Apa maksudnya? Terdapat yurisprudensi yang terbatas mengenai pembebasan narapidana di luar dasar hukum yang lazim, seperti pembebasan bersyarat, pembebasan bersyarat, atau grasi.

Oleh karena itu, tanggapan pemerintah sejauh ini terbatas pada pedoman pengecualian yang sudah ada dan sudah ada.

Dengan merebaknya virus corona dan kasus-kasus yang dikonfirmasi di penjara – baik di lembaga pemasyarakatan maupun penahanan – kelompok-kelompok masyarakat telah menyerukan pembebasan massal karena alasan kemanusiaan, mengikuti jejak negara-negara lain.

Mahkamah Agung terus mempertimbangkan petisi ini, namun pada saat yang sama telah mengeluarkan surat edaran untuk pembebasan tahanan sesuai dengan pedoman tertentu untuk pencekalan.

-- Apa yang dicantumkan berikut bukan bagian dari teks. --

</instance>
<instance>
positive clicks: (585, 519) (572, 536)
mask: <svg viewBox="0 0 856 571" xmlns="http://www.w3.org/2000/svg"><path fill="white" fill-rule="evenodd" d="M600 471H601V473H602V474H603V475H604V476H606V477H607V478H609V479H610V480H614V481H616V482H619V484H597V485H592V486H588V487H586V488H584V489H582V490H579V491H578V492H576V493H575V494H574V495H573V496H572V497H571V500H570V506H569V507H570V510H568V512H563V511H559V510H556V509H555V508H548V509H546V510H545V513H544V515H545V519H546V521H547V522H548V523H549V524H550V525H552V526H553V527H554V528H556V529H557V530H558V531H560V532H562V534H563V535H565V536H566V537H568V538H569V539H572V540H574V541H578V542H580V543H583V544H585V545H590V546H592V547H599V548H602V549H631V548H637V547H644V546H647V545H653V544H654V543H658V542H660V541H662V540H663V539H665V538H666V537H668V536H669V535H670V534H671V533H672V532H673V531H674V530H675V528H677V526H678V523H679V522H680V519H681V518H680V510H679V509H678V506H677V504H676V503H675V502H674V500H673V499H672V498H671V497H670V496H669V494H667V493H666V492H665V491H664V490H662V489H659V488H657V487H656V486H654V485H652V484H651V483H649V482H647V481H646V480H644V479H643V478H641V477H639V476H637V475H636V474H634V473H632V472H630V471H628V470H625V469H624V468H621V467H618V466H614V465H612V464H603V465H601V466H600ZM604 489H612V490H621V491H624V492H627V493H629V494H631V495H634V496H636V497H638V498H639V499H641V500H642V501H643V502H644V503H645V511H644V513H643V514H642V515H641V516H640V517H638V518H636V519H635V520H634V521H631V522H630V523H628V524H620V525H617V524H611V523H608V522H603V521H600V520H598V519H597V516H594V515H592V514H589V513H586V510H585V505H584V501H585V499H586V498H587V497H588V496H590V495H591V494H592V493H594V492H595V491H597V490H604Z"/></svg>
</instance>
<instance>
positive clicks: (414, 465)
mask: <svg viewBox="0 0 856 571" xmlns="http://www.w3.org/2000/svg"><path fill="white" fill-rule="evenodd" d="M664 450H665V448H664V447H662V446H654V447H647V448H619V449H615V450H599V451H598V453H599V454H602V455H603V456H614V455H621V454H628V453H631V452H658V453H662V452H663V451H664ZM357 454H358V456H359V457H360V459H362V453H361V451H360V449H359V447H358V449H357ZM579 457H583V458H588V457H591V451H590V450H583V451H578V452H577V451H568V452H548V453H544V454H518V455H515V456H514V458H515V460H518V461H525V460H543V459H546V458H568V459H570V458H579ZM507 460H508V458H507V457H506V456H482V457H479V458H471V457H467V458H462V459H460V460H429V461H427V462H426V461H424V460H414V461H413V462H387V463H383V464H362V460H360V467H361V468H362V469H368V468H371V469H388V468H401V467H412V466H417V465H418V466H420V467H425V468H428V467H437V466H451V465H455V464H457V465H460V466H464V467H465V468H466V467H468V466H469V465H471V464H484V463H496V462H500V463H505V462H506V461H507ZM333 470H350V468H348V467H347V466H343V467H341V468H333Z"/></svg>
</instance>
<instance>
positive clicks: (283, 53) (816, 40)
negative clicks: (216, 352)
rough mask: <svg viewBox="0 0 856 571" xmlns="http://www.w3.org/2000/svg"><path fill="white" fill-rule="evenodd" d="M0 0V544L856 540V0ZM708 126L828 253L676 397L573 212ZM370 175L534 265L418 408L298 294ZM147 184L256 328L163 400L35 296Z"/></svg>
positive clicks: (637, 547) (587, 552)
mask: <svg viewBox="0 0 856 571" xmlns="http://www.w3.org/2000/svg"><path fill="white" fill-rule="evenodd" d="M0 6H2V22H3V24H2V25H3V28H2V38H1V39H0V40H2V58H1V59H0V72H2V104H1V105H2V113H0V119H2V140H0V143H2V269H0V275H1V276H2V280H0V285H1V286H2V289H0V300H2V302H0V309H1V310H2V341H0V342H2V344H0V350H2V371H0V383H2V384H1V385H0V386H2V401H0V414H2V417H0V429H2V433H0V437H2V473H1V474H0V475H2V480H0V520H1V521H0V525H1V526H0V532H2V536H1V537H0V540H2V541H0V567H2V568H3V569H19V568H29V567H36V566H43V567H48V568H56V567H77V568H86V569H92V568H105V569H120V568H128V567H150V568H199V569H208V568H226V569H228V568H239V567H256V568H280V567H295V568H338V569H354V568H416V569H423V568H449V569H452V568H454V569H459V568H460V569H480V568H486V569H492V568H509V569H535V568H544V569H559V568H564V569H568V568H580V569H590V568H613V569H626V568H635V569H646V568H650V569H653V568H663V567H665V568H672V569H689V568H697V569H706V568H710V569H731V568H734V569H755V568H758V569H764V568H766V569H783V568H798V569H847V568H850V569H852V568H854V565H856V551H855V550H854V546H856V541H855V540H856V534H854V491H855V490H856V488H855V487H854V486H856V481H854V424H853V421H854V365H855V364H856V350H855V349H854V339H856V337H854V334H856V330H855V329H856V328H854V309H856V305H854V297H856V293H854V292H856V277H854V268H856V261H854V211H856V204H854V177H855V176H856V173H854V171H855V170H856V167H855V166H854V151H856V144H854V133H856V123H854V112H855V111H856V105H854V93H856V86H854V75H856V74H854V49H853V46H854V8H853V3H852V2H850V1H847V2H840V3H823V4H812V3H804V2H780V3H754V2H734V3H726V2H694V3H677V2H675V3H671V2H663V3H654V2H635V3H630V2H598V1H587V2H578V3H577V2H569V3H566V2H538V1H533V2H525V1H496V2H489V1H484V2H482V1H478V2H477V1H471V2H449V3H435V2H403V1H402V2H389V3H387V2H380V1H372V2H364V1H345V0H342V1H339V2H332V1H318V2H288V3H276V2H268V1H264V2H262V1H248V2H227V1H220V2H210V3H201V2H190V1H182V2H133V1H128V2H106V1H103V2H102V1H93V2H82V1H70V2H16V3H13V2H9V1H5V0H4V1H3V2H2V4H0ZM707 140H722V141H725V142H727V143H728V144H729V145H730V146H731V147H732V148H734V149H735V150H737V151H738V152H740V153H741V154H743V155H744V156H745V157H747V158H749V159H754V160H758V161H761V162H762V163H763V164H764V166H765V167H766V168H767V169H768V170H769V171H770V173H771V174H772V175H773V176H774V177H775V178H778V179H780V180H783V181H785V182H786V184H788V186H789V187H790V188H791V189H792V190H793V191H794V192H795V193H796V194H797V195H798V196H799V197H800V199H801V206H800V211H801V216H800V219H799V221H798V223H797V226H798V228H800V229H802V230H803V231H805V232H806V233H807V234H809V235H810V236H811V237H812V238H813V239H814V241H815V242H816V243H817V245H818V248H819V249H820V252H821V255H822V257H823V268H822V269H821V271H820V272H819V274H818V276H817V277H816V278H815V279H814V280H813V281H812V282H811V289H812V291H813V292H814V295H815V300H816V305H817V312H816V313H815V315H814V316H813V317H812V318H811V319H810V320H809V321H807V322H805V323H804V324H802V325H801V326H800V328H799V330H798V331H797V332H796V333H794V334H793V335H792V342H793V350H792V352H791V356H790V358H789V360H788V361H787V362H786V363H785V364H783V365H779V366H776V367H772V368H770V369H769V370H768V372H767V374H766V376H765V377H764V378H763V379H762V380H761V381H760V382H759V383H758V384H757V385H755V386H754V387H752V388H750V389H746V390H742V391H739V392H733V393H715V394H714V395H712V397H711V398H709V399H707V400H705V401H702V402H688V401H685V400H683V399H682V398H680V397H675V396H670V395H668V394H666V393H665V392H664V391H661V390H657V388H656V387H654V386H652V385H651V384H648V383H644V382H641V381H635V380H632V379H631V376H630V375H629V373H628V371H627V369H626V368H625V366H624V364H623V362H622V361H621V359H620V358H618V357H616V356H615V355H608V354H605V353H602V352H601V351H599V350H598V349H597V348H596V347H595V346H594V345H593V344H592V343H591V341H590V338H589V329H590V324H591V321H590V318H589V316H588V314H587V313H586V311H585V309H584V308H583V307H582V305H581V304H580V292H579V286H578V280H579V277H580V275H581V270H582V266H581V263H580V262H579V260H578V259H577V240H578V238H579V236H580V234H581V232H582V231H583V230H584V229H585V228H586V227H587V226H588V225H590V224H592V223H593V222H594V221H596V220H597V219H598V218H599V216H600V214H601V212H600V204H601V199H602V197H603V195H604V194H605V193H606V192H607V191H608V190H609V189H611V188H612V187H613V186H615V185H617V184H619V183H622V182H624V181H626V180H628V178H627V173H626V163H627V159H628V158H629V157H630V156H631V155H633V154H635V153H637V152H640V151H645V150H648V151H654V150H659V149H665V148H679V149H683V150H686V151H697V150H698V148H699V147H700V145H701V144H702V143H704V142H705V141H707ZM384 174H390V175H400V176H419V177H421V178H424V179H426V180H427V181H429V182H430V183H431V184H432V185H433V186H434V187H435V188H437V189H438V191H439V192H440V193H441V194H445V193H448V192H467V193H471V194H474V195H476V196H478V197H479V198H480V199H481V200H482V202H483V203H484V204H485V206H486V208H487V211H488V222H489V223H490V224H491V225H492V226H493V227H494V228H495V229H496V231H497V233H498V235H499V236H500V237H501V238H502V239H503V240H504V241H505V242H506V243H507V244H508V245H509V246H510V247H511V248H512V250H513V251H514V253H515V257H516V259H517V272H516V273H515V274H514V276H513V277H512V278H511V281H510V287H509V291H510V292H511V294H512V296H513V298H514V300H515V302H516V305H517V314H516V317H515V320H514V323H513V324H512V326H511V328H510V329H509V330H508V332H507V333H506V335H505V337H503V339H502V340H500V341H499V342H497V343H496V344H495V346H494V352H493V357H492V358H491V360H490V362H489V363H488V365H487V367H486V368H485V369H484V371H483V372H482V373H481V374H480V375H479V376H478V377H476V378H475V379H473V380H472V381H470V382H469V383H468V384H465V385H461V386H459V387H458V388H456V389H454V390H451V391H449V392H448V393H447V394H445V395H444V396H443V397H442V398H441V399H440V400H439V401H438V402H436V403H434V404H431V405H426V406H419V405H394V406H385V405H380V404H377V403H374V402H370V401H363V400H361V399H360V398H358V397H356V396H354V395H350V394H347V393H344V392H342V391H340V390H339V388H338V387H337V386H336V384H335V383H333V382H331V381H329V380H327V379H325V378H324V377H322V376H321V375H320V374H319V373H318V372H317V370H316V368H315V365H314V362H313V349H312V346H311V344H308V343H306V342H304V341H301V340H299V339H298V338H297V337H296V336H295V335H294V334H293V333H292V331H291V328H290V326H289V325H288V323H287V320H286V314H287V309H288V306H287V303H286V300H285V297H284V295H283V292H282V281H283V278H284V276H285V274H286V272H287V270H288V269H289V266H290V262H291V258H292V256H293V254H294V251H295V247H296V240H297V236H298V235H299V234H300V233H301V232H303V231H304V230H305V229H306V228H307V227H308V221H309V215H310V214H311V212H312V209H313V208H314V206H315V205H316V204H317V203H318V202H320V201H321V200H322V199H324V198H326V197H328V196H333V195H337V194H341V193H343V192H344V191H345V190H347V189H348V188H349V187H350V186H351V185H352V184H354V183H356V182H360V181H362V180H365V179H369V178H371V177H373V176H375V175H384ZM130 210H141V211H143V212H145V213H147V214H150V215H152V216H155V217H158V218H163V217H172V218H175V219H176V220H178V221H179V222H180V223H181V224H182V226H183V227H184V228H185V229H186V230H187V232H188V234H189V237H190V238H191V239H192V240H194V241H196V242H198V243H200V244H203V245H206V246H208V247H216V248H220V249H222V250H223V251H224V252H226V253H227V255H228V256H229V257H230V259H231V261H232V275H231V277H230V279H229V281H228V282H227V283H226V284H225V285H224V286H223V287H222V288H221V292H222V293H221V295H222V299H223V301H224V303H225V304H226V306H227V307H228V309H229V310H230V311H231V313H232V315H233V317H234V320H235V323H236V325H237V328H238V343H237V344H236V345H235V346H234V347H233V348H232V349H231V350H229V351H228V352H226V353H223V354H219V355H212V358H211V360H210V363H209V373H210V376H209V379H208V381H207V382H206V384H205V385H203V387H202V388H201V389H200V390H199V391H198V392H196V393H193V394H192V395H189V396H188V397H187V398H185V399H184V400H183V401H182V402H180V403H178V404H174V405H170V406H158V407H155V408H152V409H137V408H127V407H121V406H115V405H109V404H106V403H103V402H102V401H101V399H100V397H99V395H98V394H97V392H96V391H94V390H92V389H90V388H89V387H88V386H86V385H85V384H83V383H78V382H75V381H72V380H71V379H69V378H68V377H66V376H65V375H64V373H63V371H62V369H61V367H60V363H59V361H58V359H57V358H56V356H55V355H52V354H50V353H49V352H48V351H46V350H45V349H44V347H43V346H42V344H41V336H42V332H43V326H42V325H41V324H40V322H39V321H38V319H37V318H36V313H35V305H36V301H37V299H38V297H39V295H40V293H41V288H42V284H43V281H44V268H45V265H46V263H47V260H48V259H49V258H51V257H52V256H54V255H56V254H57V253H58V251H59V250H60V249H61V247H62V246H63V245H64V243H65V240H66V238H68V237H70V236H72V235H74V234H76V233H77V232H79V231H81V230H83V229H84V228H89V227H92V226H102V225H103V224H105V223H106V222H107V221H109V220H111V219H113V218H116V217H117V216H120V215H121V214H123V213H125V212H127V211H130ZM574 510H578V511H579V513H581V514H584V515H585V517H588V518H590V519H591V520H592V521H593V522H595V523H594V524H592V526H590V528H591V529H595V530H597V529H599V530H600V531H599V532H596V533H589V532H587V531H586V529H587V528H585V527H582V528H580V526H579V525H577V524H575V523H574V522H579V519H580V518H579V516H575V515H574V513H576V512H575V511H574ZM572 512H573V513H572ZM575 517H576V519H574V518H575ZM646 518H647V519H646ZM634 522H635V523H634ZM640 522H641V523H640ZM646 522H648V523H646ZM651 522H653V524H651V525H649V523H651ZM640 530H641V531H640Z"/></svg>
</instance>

Misalnya, Mahkamah Agung telah memerintahkan para hakim untuk membebaskan narapidana yang memenuhi syarat berdasarkan pedoman tahun 2014, yaitu mereka yang kasusnya tidak dilanjutkan karena tidak adanya saksi dan mereka yang ditahan lebih lama dari hukuman minimumnya.

Sejak surat edaran Mahkamah Agung itu, Leonen mengatakan 9.731 narapidana telah dibebaskan.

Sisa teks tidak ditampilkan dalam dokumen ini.